Bending the Line to Breaking Point
What is a life lived without risk?
I find myself returning to this question more than I probably should, or perhaps exactly as much as I need to. What would it feel like to live between safe, straight lines — to stay inside the boundaries of the acceptable and the predictable, and never once bend the line to see how far it goes before it breaks? I genuinely don't know. I have never been able to find out because something in me has always reached for the bend before the thought was fully formed.
I wonder sometimes what the past would have looked like if I had chosen differently. How it might have turned out. But I suspect that thought is mostly passing curiosity rather than real longing — because the simple fact is that I would not be here, doing this, becoming whoever this is, if I didn't require the risk. The straight lines don't feel like safety to me. They feel like constraint. Like the acceptable everyday pressing in from both sides, slowly and politely, until there is no room left to breathe.

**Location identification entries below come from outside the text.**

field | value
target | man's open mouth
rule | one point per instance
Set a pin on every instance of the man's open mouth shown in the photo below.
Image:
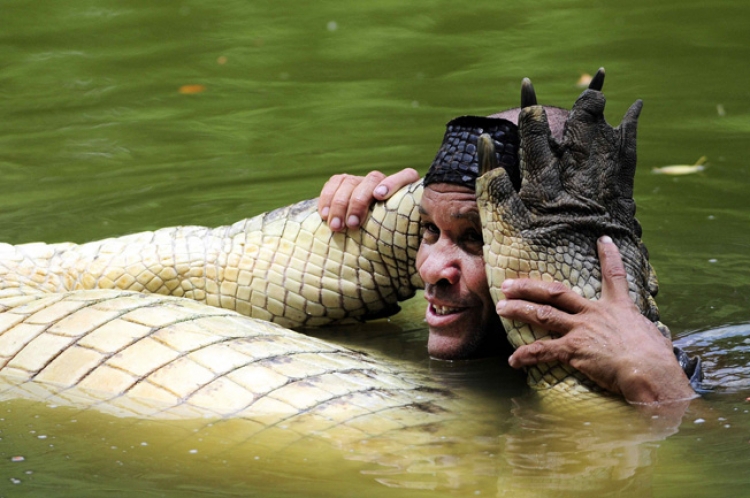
(445, 310)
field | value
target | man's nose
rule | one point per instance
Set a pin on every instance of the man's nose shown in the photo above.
(440, 264)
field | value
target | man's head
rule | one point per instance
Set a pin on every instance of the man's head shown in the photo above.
(460, 312)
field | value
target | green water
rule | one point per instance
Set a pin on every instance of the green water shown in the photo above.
(96, 140)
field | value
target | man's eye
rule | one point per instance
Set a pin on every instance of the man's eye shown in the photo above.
(429, 230)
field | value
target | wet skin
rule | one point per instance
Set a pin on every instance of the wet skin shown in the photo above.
(461, 315)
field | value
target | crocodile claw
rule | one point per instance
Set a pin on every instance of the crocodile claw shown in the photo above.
(528, 95)
(597, 82)
(486, 154)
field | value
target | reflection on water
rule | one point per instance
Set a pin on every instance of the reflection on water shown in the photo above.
(96, 139)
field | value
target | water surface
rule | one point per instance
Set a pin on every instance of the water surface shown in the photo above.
(97, 140)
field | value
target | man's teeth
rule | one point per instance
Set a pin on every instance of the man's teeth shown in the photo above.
(444, 310)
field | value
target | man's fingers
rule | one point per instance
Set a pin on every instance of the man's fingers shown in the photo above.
(395, 182)
(360, 199)
(539, 315)
(614, 276)
(334, 200)
(345, 199)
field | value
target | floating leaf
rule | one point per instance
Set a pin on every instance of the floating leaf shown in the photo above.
(584, 80)
(682, 169)
(191, 89)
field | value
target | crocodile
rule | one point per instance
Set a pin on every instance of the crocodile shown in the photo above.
(195, 321)
(572, 191)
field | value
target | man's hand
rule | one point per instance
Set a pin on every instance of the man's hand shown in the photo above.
(608, 340)
(345, 199)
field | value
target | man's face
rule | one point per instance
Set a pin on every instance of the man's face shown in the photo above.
(460, 312)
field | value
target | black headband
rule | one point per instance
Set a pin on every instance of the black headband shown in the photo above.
(456, 161)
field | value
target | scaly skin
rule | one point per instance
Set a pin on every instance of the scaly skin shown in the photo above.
(285, 266)
(146, 355)
(571, 193)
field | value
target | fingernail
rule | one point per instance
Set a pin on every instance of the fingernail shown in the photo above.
(507, 284)
(512, 362)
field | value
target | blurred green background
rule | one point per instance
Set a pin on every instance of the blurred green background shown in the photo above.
(99, 135)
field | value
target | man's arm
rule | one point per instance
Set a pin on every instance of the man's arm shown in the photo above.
(608, 340)
(345, 199)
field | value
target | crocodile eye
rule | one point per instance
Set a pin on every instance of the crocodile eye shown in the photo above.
(429, 231)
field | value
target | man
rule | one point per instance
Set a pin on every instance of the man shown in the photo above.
(608, 340)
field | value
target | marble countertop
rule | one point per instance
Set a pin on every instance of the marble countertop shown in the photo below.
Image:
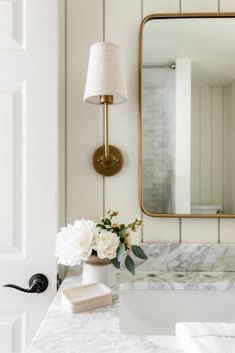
(97, 331)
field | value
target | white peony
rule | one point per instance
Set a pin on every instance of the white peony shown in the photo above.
(74, 242)
(106, 244)
(132, 239)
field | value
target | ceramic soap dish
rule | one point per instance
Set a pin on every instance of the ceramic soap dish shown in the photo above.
(86, 297)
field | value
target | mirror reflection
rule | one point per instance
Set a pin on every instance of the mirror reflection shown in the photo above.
(188, 116)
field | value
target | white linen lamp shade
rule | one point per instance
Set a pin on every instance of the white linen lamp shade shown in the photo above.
(105, 85)
(105, 75)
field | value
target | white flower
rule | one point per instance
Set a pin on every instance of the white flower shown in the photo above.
(74, 242)
(106, 244)
(132, 239)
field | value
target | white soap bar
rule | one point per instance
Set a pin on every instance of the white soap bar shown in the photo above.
(86, 297)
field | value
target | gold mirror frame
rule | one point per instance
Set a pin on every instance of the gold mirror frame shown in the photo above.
(144, 21)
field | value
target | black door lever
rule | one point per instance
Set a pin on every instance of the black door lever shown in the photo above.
(37, 284)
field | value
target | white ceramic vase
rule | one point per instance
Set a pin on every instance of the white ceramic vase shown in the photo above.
(97, 270)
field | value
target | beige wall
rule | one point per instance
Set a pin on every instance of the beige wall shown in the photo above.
(88, 194)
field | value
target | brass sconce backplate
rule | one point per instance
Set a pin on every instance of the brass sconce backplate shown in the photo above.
(110, 166)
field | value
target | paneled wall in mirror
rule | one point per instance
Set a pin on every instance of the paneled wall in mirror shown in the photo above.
(187, 115)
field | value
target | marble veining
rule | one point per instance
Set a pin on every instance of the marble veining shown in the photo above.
(188, 257)
(93, 331)
(165, 280)
(98, 330)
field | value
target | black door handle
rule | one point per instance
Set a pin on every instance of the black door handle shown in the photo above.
(37, 284)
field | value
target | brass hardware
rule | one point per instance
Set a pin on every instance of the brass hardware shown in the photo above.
(107, 159)
(144, 21)
(106, 99)
(110, 166)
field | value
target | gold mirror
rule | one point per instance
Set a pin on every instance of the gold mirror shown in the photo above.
(187, 115)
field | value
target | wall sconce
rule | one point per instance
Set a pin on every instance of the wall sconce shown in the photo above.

Or maybe I am wrong about all of it. Maybe that is exactly why others seem more easily happy — because they found something in the straight lines that I have always been too restless to look for. Perhaps the difference is imagination, or the particular lack of it that allows a person to be content with what is already there.
I don't have an answer. I'm not sure I want one.
As for the risk currently circling — do I take it, or let it pass? I will have to get back to you on that.
Today's training, meanwhile, offered its own smaller version of the same problem. A direction error discovered in the new form — nothing catastrophic, something that should be correctable tomorrow, but frustrating in the particular way that finishing a form facing entirely the wrong direction is always frustrating. You have done the work. You have moved through every step. And then you look up and find yourself pointing somewhere you didn't intend to be.
Perhaps that is why risk has been on my mind today. The body working out in movement what the mind is still turning over in thought.
Who knows. Who cares. It is time to kiss the day goodbye and look forward to righting the wrongs of today, tomorrow.